One day, Gandalf comes to the Shire to pick up Frodo and the others. Bilbo is there too; the old Hobbit feels content to go on one more adventure. Waiting for them are several Elves, among them Elrond and Galadriel, who claim that the time of Man has come and the time of the Elves is over. With tearful goodbyes to Merry, Sam, and Pippin, Frodo and Bilbo, along with Gandalf, board the ship and the ship leaves for the Undying Lands.

Sam returns home and raises 14 children with his wife Rose and becomes Mayor of Hobbiton; Merry remains a Knight of Rohan and Pippin is a Knight of Gondor; Aragorn rebuilds Gondor and Eomer rebuilds Rohan; Legolas rebuilds Ithilien and Gimli becomes Lord of the Glittering Caves near Helm’s Deep.

After many years, Sam is old when his wife dies and he places the Red Book in the charge of his eldest daughter, Elanor Gamgee-Fairbairn, whose descendants keep the book. He then goes to the Undying Lands. After the deaths of Merry, Pippin, and Aragorn, Legolas decides to go to the Undying Lands and he takes Gimli with him.

My review: (OK, now that was a rather long summary, but let’s get to the good part) I say that together, this is the best book that I have ever read and it will certainly be among my favorite books for a long time.

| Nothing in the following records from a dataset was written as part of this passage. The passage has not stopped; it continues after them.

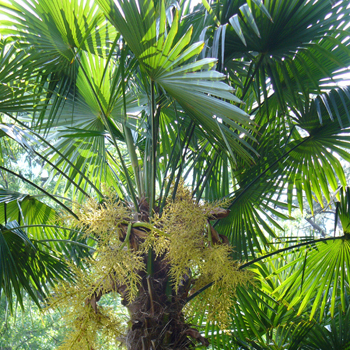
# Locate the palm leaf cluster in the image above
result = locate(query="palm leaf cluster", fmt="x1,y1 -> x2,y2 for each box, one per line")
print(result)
0,0 -> 350,349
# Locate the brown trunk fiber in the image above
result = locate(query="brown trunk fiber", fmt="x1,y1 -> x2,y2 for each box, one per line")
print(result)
126,259 -> 209,350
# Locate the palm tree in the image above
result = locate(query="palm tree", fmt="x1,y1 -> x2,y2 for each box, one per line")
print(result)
0,0 -> 350,349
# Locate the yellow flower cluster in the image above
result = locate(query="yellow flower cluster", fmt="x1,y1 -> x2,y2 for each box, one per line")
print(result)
72,190 -> 131,244
50,184 -> 251,350
49,267 -> 126,350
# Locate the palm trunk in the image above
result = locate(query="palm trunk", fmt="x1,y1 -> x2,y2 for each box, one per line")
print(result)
126,259 -> 209,350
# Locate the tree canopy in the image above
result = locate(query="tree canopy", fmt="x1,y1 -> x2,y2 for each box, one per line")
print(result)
0,0 -> 350,350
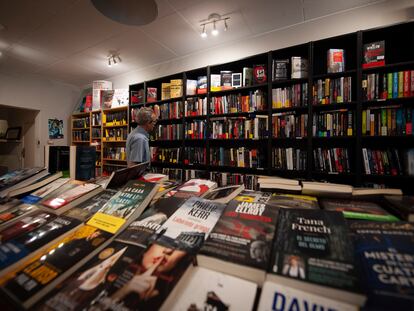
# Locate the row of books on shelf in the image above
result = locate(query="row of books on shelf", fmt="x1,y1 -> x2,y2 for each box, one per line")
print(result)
362,148 -> 414,176
102,147 -> 126,161
102,110 -> 128,126
271,148 -> 308,171
272,56 -> 309,81
0,166 -> 414,310
210,90 -> 267,114
152,124 -> 184,140
312,77 -> 353,105
312,109 -> 354,137
362,70 -> 414,100
362,105 -> 414,136
272,83 -> 308,109
72,129 -> 90,142
72,117 -> 90,128
210,115 -> 269,139
102,127 -> 128,141
272,112 -> 308,138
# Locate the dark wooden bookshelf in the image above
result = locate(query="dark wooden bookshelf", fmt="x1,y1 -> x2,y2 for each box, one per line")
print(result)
129,22 -> 414,193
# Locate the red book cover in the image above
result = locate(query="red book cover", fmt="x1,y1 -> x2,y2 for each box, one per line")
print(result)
403,70 -> 411,97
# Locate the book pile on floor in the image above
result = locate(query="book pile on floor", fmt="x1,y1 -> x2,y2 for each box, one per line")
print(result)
0,164 -> 414,311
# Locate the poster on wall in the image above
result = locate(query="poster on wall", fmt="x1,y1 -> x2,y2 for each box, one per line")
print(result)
48,119 -> 63,139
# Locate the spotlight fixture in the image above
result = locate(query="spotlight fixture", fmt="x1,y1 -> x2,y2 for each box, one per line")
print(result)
200,13 -> 230,39
108,54 -> 122,67
201,25 -> 207,38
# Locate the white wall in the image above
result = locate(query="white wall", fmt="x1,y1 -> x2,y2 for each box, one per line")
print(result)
107,0 -> 414,88
0,74 -> 80,166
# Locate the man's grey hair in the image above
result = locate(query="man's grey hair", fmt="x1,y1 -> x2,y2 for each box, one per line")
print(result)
136,107 -> 154,125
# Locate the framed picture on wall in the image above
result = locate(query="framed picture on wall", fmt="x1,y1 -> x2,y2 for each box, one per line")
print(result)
6,126 -> 22,140
48,119 -> 63,139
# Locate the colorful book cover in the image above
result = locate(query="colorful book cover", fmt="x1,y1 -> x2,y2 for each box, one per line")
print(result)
88,180 -> 156,233
45,233 -> 192,310
257,281 -> 359,311
3,225 -> 112,306
271,209 -> 359,292
349,221 -> 414,311
200,191 -> 278,270
40,183 -> 99,209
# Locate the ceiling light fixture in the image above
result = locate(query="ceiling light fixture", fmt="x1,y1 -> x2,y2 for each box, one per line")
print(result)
108,53 -> 122,67
200,13 -> 230,39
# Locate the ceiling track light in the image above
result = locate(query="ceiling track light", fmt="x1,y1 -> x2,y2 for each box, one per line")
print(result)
200,13 -> 230,39
108,54 -> 122,67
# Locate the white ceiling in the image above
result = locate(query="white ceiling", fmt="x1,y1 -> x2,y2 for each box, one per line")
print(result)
0,0 -> 378,86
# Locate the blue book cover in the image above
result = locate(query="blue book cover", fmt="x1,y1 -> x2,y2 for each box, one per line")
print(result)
350,221 -> 414,311
392,72 -> 398,98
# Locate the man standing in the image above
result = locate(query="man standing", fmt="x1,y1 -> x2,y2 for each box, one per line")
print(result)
126,107 -> 157,167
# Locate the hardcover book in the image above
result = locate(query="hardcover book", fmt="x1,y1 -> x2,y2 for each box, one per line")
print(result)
168,179 -> 217,198
384,195 -> 414,222
1,225 -> 112,308
0,215 -> 81,276
40,183 -> 102,214
253,65 -> 267,84
319,198 -> 399,221
0,210 -> 56,243
257,281 -> 359,311
44,227 -> 192,311
268,193 -> 319,209
69,146 -> 96,181
88,180 -> 158,233
160,266 -> 257,311
45,145 -> 70,177
267,209 -> 366,306
349,221 -> 414,311
362,40 -> 385,68
327,49 -> 345,73
20,178 -> 70,204
157,197 -> 225,253
197,191 -> 278,284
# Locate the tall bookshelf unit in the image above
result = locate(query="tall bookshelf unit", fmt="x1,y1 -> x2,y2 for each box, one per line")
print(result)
130,22 -> 414,193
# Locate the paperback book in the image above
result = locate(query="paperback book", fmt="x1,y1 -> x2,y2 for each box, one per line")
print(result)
1,225 -> 112,308
267,209 -> 366,306
197,191 -> 278,284
349,221 -> 414,311
88,180 -> 158,233
160,266 -> 257,311
319,198 -> 399,221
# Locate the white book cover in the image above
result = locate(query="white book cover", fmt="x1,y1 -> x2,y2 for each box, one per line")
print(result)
161,267 -> 257,311
257,281 -> 358,311
160,197 -> 226,250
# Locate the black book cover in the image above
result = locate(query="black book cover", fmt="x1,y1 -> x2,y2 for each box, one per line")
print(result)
349,221 -> 414,311
271,209 -> 359,291
200,192 -> 278,270
41,236 -> 192,310
75,146 -> 96,180
0,216 -> 81,269
3,225 -> 112,303
48,146 -> 70,177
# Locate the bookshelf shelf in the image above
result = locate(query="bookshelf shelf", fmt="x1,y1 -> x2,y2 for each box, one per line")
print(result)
272,78 -> 308,87
122,21 -> 414,193
312,69 -> 357,80
312,102 -> 358,111
210,83 -> 268,97
272,106 -> 309,113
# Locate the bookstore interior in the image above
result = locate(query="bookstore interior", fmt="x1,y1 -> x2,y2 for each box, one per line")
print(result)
0,0 -> 414,311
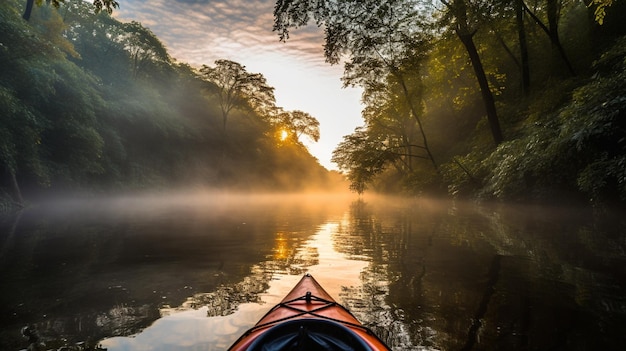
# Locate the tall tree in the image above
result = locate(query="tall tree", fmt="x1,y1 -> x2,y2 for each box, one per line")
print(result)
522,0 -> 576,76
274,0 -> 437,162
278,110 -> 320,142
116,21 -> 172,78
22,0 -> 120,21
200,60 -> 276,132
274,0 -> 503,144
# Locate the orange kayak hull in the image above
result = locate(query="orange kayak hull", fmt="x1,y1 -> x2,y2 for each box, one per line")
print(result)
229,274 -> 390,351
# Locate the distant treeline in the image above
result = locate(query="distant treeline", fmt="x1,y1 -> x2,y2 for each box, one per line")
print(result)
274,0 -> 626,205
0,0 -> 341,208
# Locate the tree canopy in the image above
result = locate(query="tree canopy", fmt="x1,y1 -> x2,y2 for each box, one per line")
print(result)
274,0 -> 626,202
0,0 -> 339,208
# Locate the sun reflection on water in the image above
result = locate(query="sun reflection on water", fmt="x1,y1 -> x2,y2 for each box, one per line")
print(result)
102,218 -> 368,351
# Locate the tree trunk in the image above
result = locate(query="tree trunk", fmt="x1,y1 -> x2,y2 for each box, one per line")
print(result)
515,0 -> 530,96
522,0 -> 576,76
8,170 -> 24,207
22,0 -> 35,21
395,72 -> 439,170
456,30 -> 503,146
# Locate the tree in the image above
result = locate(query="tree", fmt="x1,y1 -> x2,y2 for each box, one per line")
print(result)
274,0 -> 503,149
274,0 -> 437,165
278,110 -> 320,142
200,60 -> 276,132
331,127 -> 396,194
589,0 -> 613,25
22,0 -> 120,21
116,21 -> 172,78
522,0 -> 576,76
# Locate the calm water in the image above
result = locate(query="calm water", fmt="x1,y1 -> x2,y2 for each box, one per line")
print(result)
0,194 -> 626,350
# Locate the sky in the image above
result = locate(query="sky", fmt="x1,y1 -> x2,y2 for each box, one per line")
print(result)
114,0 -> 363,169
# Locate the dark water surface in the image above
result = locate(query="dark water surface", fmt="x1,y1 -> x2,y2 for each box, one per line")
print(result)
0,194 -> 626,350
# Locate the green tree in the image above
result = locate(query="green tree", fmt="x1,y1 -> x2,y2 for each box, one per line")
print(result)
331,128 -> 396,194
278,110 -> 320,142
200,60 -> 276,132
115,21 -> 171,78
274,0 -> 503,146
22,0 -> 120,21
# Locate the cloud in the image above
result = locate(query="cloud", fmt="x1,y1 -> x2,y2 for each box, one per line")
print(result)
114,0 -> 362,168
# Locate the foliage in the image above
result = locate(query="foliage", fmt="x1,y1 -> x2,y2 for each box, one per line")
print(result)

And the live-action movies based on the books were phenomenal at that as well!

My recommendation: So if you love fantasy before it was tainted with the crap we have today or you have loved Lord of the Rings since forever, then read this book; its a classic among classics.

My rating: *****

Bored of the Rings (A spoof of J.R.R. Tolkien’s The Lord of the Rings) by the Harvard Lampoon

Bored of the Rings

Bored of the Rings (Photo credit: Tobyotter)

This book was written nearly 40 years ago by the Harvard Lampoon and it’s just a twisted, all-in-one spoof of J. R. R. Tolkien‘s Lord of the Rings. Written during the height of the 1960’s, when the book just became larger than life, this tale follows a bogie and his gardener as they leave home to (you guessed it) destroy an evil ring and save the world.

My Review: This book was the most hilarious spoof of LOTR I ever read!

My recommendation: Anyone who loves LOTR should read this book.